If we consider mutations to be point mutations of genes, then mutations can be considered to be a Manhattan distance type walk in n-D space. That’s just a fancy way of saying that we have n genes, and only one can be changed at a time. In that case, the number of neighbors any phenotype has is n, and if the probability of being highly fit is better than 1/n, then highly fit organisms are connected. This is even easier if we consider mutations to be random movements in n-D space. That is, if we consider an organism to be characterized by \mathbf{p}=(p_1, p_2, ... p_n), where p_i is the i^{th} trait, and a mutation from \mathbf{p} results in \mathbf{p_m}=(p_1+\epsilon_1, ... p_n+\epsilon_n), such that \epsilon_i is a random small number that can be negative, and the Euclidean distance between \mathbf{p_m} and \mathbf{p} is less than \delta, where \delta is the maximum mutation size, then the neighbors of \mathbf{p} fill up the volume of a ball of radius \delta around \mathbf{p}. The volume of this ball grows exponentially with n, so even a tiny probability of being highly fit will find some neighbor of \mathbf{p} that is highly fit, because of the extremely large volume even for reasonably sized n.

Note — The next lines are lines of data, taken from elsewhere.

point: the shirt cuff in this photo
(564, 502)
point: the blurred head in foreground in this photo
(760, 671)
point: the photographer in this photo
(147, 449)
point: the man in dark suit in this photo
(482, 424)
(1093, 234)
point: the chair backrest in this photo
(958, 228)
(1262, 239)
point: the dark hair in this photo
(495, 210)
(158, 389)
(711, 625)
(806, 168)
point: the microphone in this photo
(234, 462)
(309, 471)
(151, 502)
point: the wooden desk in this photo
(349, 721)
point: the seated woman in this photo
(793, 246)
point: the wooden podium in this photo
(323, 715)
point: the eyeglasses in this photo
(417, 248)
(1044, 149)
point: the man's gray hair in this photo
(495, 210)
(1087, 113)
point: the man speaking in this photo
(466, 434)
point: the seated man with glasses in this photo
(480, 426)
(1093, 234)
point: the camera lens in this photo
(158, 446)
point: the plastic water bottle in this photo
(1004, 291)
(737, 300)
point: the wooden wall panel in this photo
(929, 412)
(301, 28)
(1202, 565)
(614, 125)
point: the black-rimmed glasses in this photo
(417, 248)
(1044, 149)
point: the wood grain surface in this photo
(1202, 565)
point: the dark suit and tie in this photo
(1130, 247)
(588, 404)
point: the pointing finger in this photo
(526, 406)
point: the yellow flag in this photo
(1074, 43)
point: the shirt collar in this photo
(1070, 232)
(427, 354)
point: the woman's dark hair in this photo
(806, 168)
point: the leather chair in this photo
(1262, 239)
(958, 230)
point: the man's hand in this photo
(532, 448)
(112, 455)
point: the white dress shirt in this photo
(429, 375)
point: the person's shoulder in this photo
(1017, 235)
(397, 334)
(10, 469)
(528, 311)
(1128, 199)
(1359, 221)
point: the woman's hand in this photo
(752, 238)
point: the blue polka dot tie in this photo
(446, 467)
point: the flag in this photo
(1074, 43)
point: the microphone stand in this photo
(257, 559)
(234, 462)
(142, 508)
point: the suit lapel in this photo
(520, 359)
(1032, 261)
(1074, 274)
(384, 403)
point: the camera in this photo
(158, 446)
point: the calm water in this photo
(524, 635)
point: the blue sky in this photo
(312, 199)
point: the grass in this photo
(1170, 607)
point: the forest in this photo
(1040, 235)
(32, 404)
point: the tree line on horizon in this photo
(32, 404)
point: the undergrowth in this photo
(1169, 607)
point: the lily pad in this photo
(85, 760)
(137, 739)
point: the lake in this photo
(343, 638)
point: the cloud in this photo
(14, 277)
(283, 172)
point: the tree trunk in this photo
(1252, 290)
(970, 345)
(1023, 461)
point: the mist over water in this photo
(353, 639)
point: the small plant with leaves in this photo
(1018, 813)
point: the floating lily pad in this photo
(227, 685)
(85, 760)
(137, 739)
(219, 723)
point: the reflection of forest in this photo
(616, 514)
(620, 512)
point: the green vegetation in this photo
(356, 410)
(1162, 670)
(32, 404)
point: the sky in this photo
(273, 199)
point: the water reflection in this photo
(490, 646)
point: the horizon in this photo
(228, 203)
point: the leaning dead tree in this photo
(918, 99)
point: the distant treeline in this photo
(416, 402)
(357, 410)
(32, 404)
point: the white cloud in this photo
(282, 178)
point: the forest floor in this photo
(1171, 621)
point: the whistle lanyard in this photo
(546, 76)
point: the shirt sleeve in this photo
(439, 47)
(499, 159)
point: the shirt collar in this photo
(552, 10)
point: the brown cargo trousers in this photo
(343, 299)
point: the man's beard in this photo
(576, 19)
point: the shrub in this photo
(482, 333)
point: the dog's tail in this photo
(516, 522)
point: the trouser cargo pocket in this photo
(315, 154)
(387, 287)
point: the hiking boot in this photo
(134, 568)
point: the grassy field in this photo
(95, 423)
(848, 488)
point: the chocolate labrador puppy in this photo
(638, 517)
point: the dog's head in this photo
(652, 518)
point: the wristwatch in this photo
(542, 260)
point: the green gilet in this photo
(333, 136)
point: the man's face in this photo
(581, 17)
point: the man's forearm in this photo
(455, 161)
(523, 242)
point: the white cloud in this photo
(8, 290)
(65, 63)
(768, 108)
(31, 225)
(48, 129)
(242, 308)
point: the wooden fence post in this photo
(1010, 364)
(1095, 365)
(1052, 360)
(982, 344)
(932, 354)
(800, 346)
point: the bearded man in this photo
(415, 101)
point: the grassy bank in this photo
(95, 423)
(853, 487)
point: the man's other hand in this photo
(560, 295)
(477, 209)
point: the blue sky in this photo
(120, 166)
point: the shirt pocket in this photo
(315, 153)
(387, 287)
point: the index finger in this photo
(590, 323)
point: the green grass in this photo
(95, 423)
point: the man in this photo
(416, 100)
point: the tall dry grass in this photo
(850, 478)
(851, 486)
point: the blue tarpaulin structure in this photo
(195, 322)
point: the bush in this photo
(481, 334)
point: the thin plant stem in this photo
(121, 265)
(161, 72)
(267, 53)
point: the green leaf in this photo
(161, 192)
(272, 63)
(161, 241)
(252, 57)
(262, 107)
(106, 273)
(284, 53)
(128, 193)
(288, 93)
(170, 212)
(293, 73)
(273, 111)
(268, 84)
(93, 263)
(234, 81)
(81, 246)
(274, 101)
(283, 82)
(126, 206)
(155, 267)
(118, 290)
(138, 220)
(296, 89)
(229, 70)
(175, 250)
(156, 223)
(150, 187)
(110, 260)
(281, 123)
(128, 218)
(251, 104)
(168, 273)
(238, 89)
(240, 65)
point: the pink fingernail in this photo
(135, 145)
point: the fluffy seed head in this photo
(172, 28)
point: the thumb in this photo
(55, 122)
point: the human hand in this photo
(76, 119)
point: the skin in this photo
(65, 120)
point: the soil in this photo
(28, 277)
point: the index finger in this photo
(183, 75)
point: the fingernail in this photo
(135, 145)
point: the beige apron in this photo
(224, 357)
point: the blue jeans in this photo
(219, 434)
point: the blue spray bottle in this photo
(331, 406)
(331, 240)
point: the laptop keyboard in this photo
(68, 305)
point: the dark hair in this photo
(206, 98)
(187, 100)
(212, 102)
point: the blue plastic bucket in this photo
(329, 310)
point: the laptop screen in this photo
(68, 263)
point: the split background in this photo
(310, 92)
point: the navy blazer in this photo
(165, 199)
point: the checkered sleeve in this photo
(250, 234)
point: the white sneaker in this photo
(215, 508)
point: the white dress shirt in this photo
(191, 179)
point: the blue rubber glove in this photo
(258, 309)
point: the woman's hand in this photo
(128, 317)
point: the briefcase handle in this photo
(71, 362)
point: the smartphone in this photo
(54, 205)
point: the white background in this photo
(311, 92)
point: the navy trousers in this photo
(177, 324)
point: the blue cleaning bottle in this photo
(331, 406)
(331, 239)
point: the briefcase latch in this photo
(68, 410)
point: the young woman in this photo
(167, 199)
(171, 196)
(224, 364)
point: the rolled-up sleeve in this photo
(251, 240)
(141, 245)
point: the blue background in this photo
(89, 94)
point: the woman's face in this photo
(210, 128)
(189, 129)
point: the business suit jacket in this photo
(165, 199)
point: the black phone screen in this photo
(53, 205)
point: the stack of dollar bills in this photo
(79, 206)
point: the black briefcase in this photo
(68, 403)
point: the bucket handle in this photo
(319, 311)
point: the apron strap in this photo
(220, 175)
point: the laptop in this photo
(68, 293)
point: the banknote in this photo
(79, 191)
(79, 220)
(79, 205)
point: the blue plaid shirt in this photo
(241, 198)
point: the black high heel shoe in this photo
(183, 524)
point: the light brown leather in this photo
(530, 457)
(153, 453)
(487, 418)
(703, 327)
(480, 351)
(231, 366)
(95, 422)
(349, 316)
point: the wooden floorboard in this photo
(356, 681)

The fact that evolution may never have to cross fitness minima is extremely important, it means that most of evolution may take place on “neutral bands”. Hartl and Taube had foreseen this really interesting result. Gavrilets mainly used this result to argue for speciation, which he envisions as a process that takes place naturally with reproductive isolation and has no need for natural selection.

Several improvements over the basic result have been achieved, mostly in the realm of showing that even if highly fit phenotypes are highly correlated (forming “highly fit islands” in phenotype space), the basic result of connectivity nevertheless holds (i.e. there will be bridges between those islands). Gavrilets’ book  summarizes some early results, but a more recent paper (Gravner et al.) is a real tour-de-force in this direction. Their last result shows that the existence of “incompatibility sets”, that is, sets of traits that destroy viability, nevertheless does not punch enough holes in n-D space to disconnect it. Overall, the paper shows that even with correlation, percolation (connectedness of almost all highly fit phenotypes) is still the norm.

Next Thursday, I will detail some of my own criticisms to this model and its interpretation. The week after next, I will hijack this model for my own purposes and I will attempt to show that such a model can display a great deal of historical contingency, leading to irreversible, Muller’s Ratchet type evolution that carries on in particular directions even against fitness considerations. This type of model, I believe, will provide an interesting bridge between micro and macroevolution.